Whilst I stared about me, my uncle took off his cloak beneath which he was clothed in some rich but rather threadbare stuff, only retaining the velvet skullcap that he wore. Then he bade me do the same, and when I had laid my outer garment aside, looked me all over in the lamplight.
“A proper young man,” he muttered to himself, “and I’d give all I have to be his age and like him. I suppose those limbs and sinews of his came from his father, for I was ever thin and spare, as was my father before me. Nephew Hubert, I have heard all the tale of your dealings with the Frenchmen, on whom be God’s curse, at Hastings yonder; and I say that I am proud of you, though whether I shall stay so is another matter. Come hither.”
I obeyed, and taking me by my curling hair with his delicate hand, he drew down my head and kissed me on the brow, muttering, “Neither chick nor child for me and only this one left of the ancient blood. May he do it honour.”
Then he motioned to me to be seated and rang a little silver bell that stood upon the table. As in the case of the man without, it was answered instantly from which I judged that Master Grimmer was well served. Before the echoes of the bell died away a door opened, the tapestry swung aside, and there appeared two most comely serving maids, tall and well-shaped both of them, bearing food.
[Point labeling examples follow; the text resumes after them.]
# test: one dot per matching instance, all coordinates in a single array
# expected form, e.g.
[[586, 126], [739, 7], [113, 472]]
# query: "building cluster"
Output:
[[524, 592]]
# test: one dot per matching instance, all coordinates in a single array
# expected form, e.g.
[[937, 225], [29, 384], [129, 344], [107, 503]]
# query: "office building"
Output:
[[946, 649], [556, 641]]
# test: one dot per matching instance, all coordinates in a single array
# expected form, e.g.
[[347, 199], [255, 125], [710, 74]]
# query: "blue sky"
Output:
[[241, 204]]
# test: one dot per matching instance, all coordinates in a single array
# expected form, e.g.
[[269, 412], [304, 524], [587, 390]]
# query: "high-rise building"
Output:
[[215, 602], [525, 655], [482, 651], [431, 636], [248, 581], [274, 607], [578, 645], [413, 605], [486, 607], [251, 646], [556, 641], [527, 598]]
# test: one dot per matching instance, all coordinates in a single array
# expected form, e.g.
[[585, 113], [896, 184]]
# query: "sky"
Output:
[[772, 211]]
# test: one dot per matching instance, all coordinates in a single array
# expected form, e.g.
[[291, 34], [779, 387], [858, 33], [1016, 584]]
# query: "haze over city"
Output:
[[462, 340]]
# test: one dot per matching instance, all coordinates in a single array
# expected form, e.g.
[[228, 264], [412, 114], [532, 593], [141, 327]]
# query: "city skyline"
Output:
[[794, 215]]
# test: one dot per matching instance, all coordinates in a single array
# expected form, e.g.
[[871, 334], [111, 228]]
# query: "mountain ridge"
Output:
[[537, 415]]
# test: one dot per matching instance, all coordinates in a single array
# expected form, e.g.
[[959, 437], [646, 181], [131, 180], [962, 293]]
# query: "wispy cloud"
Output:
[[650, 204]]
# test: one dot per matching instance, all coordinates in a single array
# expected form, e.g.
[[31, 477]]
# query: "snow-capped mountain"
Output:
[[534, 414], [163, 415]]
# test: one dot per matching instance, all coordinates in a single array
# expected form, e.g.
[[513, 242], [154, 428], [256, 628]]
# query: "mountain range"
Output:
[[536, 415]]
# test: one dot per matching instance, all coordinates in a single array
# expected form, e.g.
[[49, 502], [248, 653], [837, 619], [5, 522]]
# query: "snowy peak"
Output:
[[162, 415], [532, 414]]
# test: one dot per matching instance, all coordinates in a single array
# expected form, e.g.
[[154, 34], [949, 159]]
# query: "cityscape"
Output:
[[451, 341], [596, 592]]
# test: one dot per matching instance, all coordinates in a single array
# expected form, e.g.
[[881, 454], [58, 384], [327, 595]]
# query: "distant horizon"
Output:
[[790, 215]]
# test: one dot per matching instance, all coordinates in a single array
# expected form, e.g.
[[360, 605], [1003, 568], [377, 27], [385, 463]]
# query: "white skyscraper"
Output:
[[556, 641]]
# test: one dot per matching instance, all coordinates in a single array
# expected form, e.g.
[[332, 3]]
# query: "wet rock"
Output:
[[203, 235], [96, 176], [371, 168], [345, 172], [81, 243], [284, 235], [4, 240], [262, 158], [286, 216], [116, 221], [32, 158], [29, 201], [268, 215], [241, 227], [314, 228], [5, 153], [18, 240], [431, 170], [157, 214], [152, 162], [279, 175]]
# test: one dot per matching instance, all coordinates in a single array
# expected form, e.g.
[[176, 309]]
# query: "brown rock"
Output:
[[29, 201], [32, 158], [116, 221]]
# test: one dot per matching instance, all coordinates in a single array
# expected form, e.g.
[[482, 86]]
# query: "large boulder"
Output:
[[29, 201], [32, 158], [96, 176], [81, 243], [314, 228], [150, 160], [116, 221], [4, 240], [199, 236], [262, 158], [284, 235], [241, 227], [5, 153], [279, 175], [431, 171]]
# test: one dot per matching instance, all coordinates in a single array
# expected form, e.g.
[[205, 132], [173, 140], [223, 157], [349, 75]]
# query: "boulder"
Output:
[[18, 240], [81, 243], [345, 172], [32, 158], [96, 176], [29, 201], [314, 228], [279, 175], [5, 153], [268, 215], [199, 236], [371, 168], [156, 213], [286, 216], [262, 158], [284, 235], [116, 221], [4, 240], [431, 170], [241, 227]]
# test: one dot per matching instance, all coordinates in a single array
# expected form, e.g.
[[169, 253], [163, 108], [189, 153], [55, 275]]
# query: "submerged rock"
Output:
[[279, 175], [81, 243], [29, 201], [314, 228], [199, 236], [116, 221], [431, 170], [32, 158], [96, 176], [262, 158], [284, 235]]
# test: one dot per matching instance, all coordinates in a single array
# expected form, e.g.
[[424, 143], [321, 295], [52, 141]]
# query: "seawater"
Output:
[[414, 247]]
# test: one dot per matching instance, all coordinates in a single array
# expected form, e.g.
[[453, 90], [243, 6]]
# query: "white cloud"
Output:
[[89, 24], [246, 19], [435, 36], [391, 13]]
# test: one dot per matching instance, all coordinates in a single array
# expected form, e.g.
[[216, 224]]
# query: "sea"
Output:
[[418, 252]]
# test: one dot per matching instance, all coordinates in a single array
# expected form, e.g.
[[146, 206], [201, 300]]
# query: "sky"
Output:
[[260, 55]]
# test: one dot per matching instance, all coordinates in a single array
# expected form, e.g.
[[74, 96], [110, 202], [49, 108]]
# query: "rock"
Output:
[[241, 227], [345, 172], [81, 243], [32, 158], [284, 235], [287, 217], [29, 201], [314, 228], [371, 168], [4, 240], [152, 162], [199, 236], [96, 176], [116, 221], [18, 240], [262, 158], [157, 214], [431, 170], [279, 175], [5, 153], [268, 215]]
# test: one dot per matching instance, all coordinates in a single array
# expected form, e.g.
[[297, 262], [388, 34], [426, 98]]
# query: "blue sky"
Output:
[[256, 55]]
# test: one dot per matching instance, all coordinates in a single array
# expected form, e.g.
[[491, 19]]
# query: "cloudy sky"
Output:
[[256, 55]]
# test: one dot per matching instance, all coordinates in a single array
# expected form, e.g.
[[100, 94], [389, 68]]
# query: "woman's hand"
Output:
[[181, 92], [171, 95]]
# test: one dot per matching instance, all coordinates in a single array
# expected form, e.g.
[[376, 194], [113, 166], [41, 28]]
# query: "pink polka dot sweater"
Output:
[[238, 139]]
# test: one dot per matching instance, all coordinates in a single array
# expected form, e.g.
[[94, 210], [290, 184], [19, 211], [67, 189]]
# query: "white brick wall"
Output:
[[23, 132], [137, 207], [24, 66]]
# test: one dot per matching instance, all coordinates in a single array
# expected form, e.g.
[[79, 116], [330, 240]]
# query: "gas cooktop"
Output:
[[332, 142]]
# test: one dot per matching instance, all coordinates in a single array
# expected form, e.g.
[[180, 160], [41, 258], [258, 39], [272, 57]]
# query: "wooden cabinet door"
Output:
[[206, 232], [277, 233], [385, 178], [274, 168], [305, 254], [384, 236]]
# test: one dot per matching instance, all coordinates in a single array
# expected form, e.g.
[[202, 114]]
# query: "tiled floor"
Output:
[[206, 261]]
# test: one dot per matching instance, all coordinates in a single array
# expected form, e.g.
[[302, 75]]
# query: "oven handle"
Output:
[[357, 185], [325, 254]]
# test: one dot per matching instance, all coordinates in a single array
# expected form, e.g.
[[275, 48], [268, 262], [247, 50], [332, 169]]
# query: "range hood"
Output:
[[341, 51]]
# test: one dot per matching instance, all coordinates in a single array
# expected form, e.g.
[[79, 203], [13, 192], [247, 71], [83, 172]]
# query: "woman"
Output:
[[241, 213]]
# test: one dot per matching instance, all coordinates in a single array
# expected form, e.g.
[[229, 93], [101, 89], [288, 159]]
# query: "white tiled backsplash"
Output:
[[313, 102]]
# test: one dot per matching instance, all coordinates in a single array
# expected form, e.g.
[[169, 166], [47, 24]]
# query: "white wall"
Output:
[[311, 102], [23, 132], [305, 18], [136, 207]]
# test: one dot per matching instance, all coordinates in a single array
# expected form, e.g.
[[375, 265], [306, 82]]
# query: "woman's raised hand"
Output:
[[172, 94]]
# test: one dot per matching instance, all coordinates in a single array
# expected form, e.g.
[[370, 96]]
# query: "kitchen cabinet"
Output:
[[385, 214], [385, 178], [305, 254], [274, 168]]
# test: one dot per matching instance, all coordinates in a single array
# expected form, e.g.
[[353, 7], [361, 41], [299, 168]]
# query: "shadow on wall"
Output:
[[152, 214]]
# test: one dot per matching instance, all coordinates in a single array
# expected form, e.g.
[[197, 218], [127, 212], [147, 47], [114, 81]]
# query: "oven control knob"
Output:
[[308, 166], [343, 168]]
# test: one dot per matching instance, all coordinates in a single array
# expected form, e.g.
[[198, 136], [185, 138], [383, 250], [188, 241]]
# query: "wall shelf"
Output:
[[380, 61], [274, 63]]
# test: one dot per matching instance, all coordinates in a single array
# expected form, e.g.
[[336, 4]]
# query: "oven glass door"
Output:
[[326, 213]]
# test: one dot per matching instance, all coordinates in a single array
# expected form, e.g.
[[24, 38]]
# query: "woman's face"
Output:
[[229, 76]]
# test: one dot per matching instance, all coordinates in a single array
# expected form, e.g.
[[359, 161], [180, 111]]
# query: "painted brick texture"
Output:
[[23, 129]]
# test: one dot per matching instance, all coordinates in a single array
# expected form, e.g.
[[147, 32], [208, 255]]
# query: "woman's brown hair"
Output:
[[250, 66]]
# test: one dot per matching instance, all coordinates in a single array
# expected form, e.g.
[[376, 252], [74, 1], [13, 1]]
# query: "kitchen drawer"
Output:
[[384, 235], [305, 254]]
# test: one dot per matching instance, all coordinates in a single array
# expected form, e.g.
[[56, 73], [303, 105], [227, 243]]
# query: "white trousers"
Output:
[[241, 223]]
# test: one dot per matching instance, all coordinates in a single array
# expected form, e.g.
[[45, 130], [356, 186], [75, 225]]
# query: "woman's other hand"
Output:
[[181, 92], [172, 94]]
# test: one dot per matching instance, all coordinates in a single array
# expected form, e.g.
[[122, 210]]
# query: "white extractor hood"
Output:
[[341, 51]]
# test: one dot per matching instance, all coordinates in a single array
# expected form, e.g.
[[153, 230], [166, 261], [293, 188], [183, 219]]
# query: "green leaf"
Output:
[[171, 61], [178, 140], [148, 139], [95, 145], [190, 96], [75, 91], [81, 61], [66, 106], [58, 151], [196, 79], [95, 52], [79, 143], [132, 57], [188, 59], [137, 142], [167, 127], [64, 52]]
“Pretty women, Nephew, no wonder that you look at them,” he said when they had gone away to fetch other things, “such as I like to have about me although I am old. Women for within and men for without, that is Nature’s law, and ill will be the day when it is changed. Yet beware of pretty women, Nephew, and I pray you kiss not those as you did the lady Blanche Aleys at Hastings, lest it should upset my household and turn servants into mistresses.”